Questions #1 - Is it the heat from the gas burner that is cooking the meat or is it the smoke?

Question #2 - Should my smoker be producing a lot of visible smoke? I tend to see much more smoke with higher temperatures, however, most recipes call for low heat (250 degrees)

Questions #3 - Should the wood I am using for smoking become black and charred after a while? I know, probably a stupid question, but I have not read how the wood should look if it is burning properly.

Question #4 - Should I be spraying the wood with water periodically?

Thank you so much for any assistance!


----------



## worktogthr (May 16, 2017)

thesquid said:


> Hi All,
> 
> New to smoking here. I have only done it about three times now. I have a propane smoker (Masterbuilt 30" Propane Smoker) and I find that when I try and keep the temp at 250 degrees (for smoking ribs), I don't get much smoke generation. I am using a cast iron skillet, that I put on top of the wood chips stand that came with the smoker, to hold my wood chips.
> 
> ...


Hey, I started smoking with a Masterbuilt propane smoker so I will answer these questions for you based on my experience.

1.  It is the heat that is cooking your meat, the smoke is merely just another layer of flavor

2.  The less visible smoke the better.  Thin,  blue (almost invisible smoke) is what you want.  Sometimes you can't even see it but you can smell it.  Thick White smoke will produce bitter/acrid BBQ.  

3.  Ideally, the wood should become white looking as you want it to smolder and not burn.  It will kind of fall apart.  If its black it means its probably on fire,  which can create the dirty smoke mentioned above and raise your cooking temps.  If this keeps happening, try shutting down the intake vents a bit

4.  Leave the wood as is.  A baseball size chunk should give you a good hour or so of smoke as long as it is smoldering

One more reminder...Leave the top vent wide open...the smoke needs a place to escape.  Closing it down can also cause that bitter/acrid taste.

Hope this helps!

-Chris


----------



## phonedrn8 (Aug 18, 2017)

good question's,  I have the same thinking in the back of my head


----------



## pit 4 brains (Aug 19, 2017)

thesquid said:


> Hi All,
> 
> New to smoking here.
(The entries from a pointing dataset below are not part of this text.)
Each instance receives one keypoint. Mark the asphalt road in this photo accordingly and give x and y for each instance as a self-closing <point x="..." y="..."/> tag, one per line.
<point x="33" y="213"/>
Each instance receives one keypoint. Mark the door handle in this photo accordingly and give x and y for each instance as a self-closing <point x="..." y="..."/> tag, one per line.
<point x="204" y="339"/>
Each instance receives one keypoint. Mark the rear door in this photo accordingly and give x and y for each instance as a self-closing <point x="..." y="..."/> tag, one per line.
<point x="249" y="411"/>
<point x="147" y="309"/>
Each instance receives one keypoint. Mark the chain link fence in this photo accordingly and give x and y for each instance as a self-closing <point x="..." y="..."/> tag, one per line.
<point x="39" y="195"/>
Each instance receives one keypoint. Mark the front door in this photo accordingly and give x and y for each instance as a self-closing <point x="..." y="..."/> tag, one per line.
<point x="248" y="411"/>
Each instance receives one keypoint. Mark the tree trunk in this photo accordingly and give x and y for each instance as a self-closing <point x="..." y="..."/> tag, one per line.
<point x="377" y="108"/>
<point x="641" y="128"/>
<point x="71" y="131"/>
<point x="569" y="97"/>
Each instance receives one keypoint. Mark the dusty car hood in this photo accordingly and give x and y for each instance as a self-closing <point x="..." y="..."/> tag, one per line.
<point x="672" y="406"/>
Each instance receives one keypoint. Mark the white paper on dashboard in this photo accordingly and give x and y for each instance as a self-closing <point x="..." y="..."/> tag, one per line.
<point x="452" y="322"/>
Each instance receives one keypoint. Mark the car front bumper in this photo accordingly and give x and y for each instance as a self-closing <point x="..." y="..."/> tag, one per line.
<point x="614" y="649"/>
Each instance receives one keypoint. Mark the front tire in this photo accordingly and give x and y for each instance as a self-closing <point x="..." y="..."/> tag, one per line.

I have only done it about three times now. I have a propane smoker (Masterbuilt 30" Propane Smoker) and I find that when I try and keep the temp at 250 degrees (for smoking ribs), I don't get much smoke generation. I am using a cast iron skillet, that I put on top of the wood chips stand that came with the smoker, to hold my wood chips.
> 
> ...


----------



## lotgod (Aug 24, 2017)

Have you tried taking the factory wood chip pan out all together? I suspect the chip aren't getting enough heat to smolder.  I put my cast iron skillet directly on top of the flame, a little offset so the flame isn't starved of oxygen.  I'm going to also wrap the chips in foil next time to keep them smoldering a bit longer.


----------